If for x∈(0,1/4), the derivative of tan⁻¹(6x√x+19x³) is √x⋅g(x), then g(x) equals.

Let y = tan⁻¹(6x√x + 19x³)
Then, dy/dx = 1/(1+(6x√x + 19x³)² ) * d(6x√x + 19x³)/dx
= 1/(1+(6x√x + 19x³)² ) * (6(x^(3/2)) + 57x²)
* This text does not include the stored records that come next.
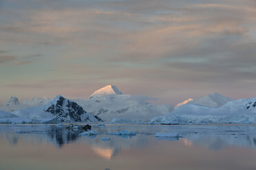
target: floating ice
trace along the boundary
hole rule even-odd
[[[93,131],[92,130],[91,130],[90,131],[81,133],[80,135],[82,135],[82,136],[87,136],[87,135],[88,135],[88,136],[93,136],[93,135],[97,135],[97,134],[94,131]]]
[[[155,135],[155,137],[169,137],[169,138],[178,138],[180,137],[179,134],[178,133],[162,133],[162,132],[157,132]]]
[[[116,133],[107,133],[107,134],[110,135],[120,135],[120,136],[123,136],[123,135],[129,135],[129,136],[135,136],[136,135],[136,132],[131,132],[131,130],[129,131],[122,131]]]
[[[107,138],[107,137],[102,138],[101,141],[110,141],[110,138]]]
Given that dy/dx = √x * g(x)
Therefore, g(x) = (1/(1+(6x√x + 19x³)² ) * (6(x^(3/2)) + 57x²))/√x
Let u = 6x√x + 19x³ = 6x^(3/2) + 19x³
Then du/dx = 9x^(1/2) + 57x²
Let y = tan⁻¹(u)
Then dy/du = 1/(1+u²)
dy/dx = dy/du * du/dx = (1/(1+u²)) * (9√x + 57x²)
dy/dx = √x * g(x)
g(x) = (1/(1+u²)) * (9 + 57x^(3/2))/√x
If we let u = 3x√x = 3x^(3/2), then u² = 9x³
du/dx = (9/2)√x
dy/dx = 1/(1+9x³) * (9/2)√x
Let's consider the function: y = tan⁻¹(3x√x)
Then dy/dx = [1/(1+(3x√x)²)] * d(3x^(3/2))/dx
= 1/(1+9x³) * (9/2)√x
Therefore, √x * g(x) = (9/2)√x/(1+9x³)
g(x) = 9/(2(1+9x³))
This doesn't match any of the options.
Let's reconsider the derivative:
Let u = 6x√x + 19x³
Then du/dx = 9x^(1/2) + 57x² = 9√x + 57x²
dy/dx = 1/(1+u²) * (9√x + 57x²) = √x * g(x)
g(x) = (9 + 57x^(3/2))/(√x(1+(6x√x + 19x³)²))
Let's assume the question meant tan⁻¹(3x√x)
Then dy/dx = 1/(1+(3x√x)²) * (9/2)√x
= (9/2)√x/(1+9x³)
Then g(x) = 9/(2(1+9x³))
This is still not one of the options. There seems to be an error in the problem statement or options.